Primary agenda should benefit the nation first


By Ryan O'Donnell
Published August 11th 2007 in The Miami Herald
Florida will be charged a penalty by the Democratic and Republican parties if it goes through with its plan to hold presidential primary in January 2008. The problem is, it may be willing to pay.

''These are automatic sanctions,'' said Democratic National Committee Chair Howard Dean. ``Without these rules, all of the states would start leapfrogging.''

Dean was referring to this year's tidal wave of states all moving their primaries earlier to Feb. 5, in a desperate bid to get their share of political limelight. Never before has there been such a front-loaded and chaotic primary schedule, and while pundits will have a hard time predicting the results, the potential effects on our democracy are clear.

The new crush of primaries means half the country will have voted by February.
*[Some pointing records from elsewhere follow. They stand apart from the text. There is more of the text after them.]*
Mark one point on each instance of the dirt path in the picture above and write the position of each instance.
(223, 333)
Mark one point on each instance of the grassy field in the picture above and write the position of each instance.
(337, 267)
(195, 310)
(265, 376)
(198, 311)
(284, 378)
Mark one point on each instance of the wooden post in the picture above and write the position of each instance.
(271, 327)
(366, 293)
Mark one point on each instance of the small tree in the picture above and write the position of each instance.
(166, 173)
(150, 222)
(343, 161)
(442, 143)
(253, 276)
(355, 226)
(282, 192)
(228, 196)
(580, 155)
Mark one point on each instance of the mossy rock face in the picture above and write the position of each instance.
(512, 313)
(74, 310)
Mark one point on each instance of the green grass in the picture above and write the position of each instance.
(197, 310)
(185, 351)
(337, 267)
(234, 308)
Depending on how the power of Iowa and New Hampshire is altered by the scheduling change, we may have a nominee decided a three-quarters of a year before the general election.

Alternatively, we may suffer a de facto national primary, favoring big spenders and crushing candidates who haven't had a chance to get their message out.

Dean would try to avoid even more leapfrogging by punitively unseating Florida's delegates to the Democratic convention next summer. But Florida knows the value of an early primary springs from media attention, not delegates. And because it's such an important swing state in the general election, we would see a heck of a fight at the convention should the party try to insult Florida.

In every area of policy, rules that are all stick and no carrot never work as well as solutions that create incentives. Penalties can seldom eliminate a popular product. That's why illegal goods go underground and circulate on the black market rather than the legitimate one.

Good policies make the desired outcome pay. As both parties consider what to do about Florida, they cannot stop at the penalties, which the Sunshine State seems willing and able to flout. To prevent states from leapfrogging, they need an incentive, and the only meaningful incentive is that they will be given a fair say by adhering to party rules.

Every state must see the same incentive. Take the classic economic example of overfishing, which eventually destroys the livelihoods of the fishermen themselves. The fisherman have no incentive to conserve fish, because none can expect their neighbor to do the same, and the fish continue to dwindle. In the end, everyone loses by thinking only of themselves. Similarly, when states have zero incentive to schedule their primaries according to a sane calendar, they will all act alone and rush to the front, hurting the whole country.

States at risk

Both parties need a nomination schedule that unites our states and does not play favorites. Moving one or two states around just won't accomplish that, and in fact could spur on other leapfroggers just because they were overlooked. We need a primary schedule that gives every state its say, and every legislator should know that rocking the boat puts all 50 states at risk.

States must see a collective as well as an individual benefit to reform. A good start would be a bipartisan commission, backed by Congress, that would recommend real change on the national scale. Cooperation can pay, too.

Ryan O'Donnell runs FixThePrimaries.com for FairVote, a nonprofit election reform group in Maryland.